At the heart of the problem is the variety of ways in which a file’s type can be determined. A jpg filename extension, for example, indicates an image in JPEG format. The web server may also define Content-Type (image/jpg in this case) in the HTTP header, but as a rule it determines the type of file being uploaded from its file name extension. Finally, most web browsers also check the first few bytes of a file (its “signature”) for known byte sequences, such as PNG, PK, JPEG JFIF, and so on.
Internet Explorer 4 introduced a fourth method, known as MIME sniffing, or mime type detection. So no version of IE now automatically assumes that a file taken from the web has the same content type as that stated by the server in the HTTP header. Nor does it trust the file name extension, or signature, on their own. Instead, Internet Explorer also examines the first 256 bytes of the file to determine its type. The snag is that it does this, only if the user calls up the URL directly, to download the file. No problems arise when locally stored files, or images that the browser links to via image tags (IMG) in HTML pages, are opened with Internet Explorer.
MIME sniffing was originally meant to guard against incorrect indications of content type by servers. These could be exploited by attackers to circumvent protective functions in Internet Explorer that were meant to prevent the browser automatically executing downloaded files, such as hta files. MIME sniffing also makes the browser tolerant of accidental errors in Content-Type statements. If, for example, the server announces text/plain, but then supplies an HTML file, Internet Explorer will handle it as HTML.
With the common GIF, JPEG and PNG formats, the browser ignores the result of MIME sniffing, as long as the filename extension, Content-Type and signature, all indicate the same type. Only if the results are inconsistent will Internet Explorer handle the file as the type identified by MIME sniffing.
security_logo_en.png, Content-Type: image/png, Signature: PNG
In the second example, we have changed the file extension to JPG. The server has noted this and changed the content-type to image/jpeg.

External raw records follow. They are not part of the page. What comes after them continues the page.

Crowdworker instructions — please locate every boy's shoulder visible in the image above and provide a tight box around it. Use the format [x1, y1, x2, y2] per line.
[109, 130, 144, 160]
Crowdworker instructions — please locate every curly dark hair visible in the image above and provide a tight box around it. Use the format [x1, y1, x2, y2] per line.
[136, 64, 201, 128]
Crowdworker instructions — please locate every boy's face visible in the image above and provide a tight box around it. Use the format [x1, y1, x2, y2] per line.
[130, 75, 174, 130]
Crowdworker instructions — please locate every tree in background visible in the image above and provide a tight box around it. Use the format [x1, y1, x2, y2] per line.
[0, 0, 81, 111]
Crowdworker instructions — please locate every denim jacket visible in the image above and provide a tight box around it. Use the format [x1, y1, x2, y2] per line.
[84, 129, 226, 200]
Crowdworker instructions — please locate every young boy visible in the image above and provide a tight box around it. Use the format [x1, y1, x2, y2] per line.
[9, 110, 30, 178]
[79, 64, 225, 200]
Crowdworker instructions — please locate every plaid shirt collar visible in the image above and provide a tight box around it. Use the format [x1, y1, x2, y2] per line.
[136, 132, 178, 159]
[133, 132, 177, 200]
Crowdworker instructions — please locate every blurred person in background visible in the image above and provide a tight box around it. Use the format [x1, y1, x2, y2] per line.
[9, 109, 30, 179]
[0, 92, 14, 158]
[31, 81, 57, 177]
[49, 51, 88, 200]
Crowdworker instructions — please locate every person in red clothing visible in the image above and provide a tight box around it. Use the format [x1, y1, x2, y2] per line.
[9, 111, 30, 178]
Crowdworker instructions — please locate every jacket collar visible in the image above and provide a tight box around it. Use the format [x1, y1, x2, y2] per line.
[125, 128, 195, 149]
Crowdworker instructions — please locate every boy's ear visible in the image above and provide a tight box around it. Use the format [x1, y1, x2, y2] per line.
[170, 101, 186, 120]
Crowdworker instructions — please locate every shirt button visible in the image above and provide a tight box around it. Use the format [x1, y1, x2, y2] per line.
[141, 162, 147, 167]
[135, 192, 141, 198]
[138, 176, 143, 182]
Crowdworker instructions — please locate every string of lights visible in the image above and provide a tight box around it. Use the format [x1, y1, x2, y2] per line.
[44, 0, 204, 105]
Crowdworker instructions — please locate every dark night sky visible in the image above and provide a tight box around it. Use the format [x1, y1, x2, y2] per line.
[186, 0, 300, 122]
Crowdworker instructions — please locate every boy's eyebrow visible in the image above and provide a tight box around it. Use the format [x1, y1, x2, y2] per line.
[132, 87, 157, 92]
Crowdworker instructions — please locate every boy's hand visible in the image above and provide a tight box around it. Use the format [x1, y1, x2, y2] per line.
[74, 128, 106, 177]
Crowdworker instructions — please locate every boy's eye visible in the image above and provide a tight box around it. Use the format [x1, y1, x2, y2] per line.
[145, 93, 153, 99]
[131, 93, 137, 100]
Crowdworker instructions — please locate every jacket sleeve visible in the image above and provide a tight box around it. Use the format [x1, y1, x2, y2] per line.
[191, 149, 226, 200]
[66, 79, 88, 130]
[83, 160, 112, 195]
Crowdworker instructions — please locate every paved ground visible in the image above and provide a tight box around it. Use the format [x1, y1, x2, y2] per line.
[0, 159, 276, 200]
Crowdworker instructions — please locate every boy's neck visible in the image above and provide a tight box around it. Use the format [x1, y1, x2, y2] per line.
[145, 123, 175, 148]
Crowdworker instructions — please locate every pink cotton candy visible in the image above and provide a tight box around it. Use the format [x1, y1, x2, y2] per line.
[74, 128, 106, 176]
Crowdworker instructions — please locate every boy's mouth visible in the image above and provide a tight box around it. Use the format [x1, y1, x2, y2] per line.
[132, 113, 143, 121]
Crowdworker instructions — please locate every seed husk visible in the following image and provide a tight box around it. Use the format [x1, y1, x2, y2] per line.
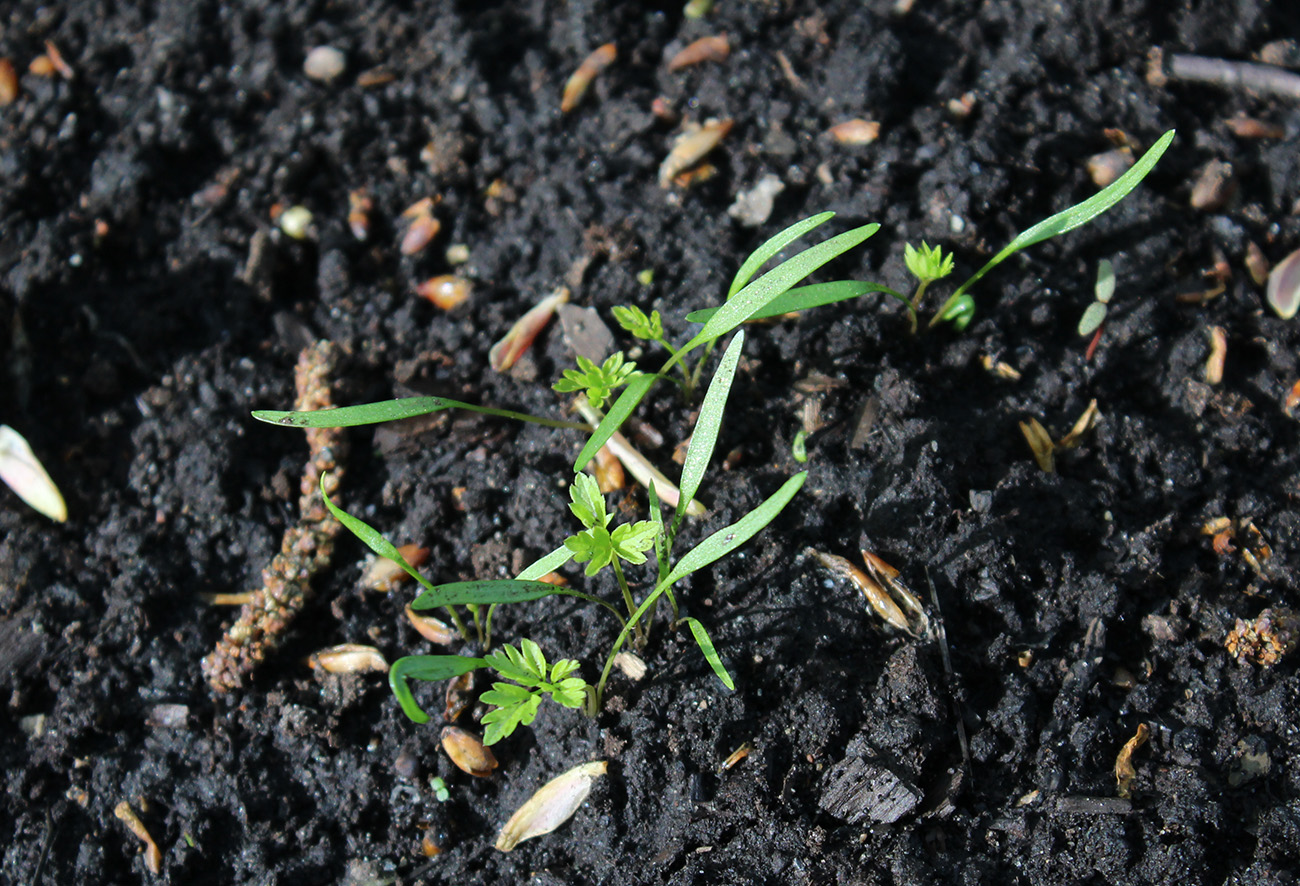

But the signature check on the file says the file is PNG. Because the content-type (image/jpeg) clashes with the signature (PNG), the browser takes a closer look and renders the file as HTML.
security_logo_en.jpg, Content-Type: image/jpeg, Signature: PNG
In the third example, the file extension is BMP, the content type is image/bmp and the signature is BMP. Everything looks correct, but it is still interpreted at text/html. The reason for this is that the server states the content type as image/bmp when it really should be image/x-ms-bmp. This mis-statement of content type is not uncommon; we did not specifically configure our server to send the wrong content-type.
security_logo_en.bmp, Content-Type: image/bmp, Signature: BMP
Help at hand
Microsoft has identified the problem and plans to deal with it in the forthcoming version of Internet Explorer. IE 8 no longer sniffs images and therefore ignores embedded HTML. It also understands the proprietary Content-Type extension authoritative=true|false (e.g. content-type=text/html; authoritative=true;), which enables MIME sniffing to be switched off for individual downloads. Internet Explorer then handles the file as indicated by the server.
For critical cases, the new “X-Download-Options: noopen” header ensures that files are displayed strictly outside the site context. That means even HTML files can be delivered securely, because the browser will only offer to save the file. It will, unfortunately, take some time before Internet Explorer 8 has replaced its predecessor, to the extent that web site operators can rely on such measures.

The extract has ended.